La société de prêt Cofidis a été condamnée, mercredi 28 septembre 2016, par le tribunal correctionnel d'Avignon à payer plus de 1,3 million d'euros, aux côtés des associés d'une société dans une affaire d'escroquerie aux panneaux photovoltaïques. L'avocat de Cofidis, Me Jean Reinhardt, a indiqué à l'AFP que l'entreprise faisait appel de cette décision.

 

Pour rappel, tout aurait commencé en 2009 lorsque la société BSP démarchait des particuliers à domicile pour l'installation de panneaux photovoltaïques sur leur toit, pour un montant moyen de 20.000 euros. Le contrat prévoyait la souscription d'un prêt auprès de l'organisme de crédit Sofemo, racheté en 2015 par Cofidis. Les subventions et la revente d'électricité à EDF devaient, selon BSP, couvrir les échéances. Mais, les contrats n'auraient pas toujours honorés et de nombreuses malfaçons ont été constatées sur les installations solaires.
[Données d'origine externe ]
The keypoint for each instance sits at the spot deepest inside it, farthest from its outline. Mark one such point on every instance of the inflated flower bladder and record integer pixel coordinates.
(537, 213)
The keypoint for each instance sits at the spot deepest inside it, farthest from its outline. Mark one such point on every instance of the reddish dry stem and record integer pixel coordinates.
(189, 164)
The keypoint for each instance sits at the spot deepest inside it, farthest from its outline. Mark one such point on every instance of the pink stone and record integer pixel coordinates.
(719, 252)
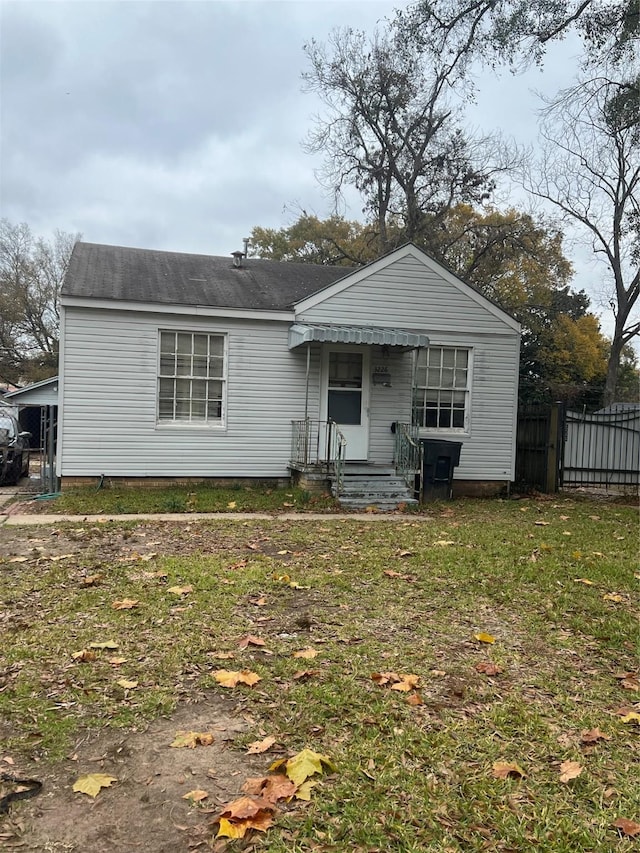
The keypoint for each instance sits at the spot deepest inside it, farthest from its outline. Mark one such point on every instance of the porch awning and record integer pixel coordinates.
(301, 334)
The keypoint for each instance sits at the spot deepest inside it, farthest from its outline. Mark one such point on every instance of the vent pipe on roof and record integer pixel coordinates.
(238, 256)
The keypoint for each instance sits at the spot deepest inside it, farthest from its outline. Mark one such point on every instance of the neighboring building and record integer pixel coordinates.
(191, 366)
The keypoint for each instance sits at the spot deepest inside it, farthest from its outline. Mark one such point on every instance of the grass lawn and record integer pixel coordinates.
(553, 583)
(200, 497)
Les deux associés de BSP aurait liquidé la société en janvier 2010 avec un passif de 32 millions d'euros auprès de plus de 600 créanciers.

 

Plus de 1,3 million d'euros à verser

 

Le président de BSP, qui s'est volatilisé depuis 2012, a été condamné en son absence à deux ans de prison et 50.000 euros d'amende pour, notamment, pratique commerciale trompeuse, escroquerie et abus de confiance. Un mandat d'arrêt a été délivré à son encontre, précise l'AFP. Son ancien associé, directeur des ventes, qui était présent au procès, a été condamné à deux ans de prison avec sursis et 30.000 euros d'amende, assortis de l'interdiction définitive d'exercer une profession en lien avec les faits.

 

La société Cofidis a, elle, été condamnée à 100.000 euros d'amende. Cependant, les trois parties doivent verser solidairement 1,285 million d'euros au mandataire liquidateur de la société BSP et plus de 63.000 euros de dommages et intérêts aux parties civiles. "Nous faisons appel avec d'autant plus de vigueur que cette décision est contraire au droit et à la jurisprudence applicable", a réagi auprès de l'AFP l'avocat de Cofidis, Me Jean Reinhardt, qui relève "deux erreurs grossières de droit". "Cofidis ne peut pas être condamnée pénalement dans ce cas de figure (alors que c'est) notre filiale qui a commis ces éventuelles infractions et, plus grave, le tribunal correctionnel nous condamne sur des textes (du code de la consommation et du crédit à la consommation) qui ont été abrogés" le 1er juillet 2010, a-t-il détaillé.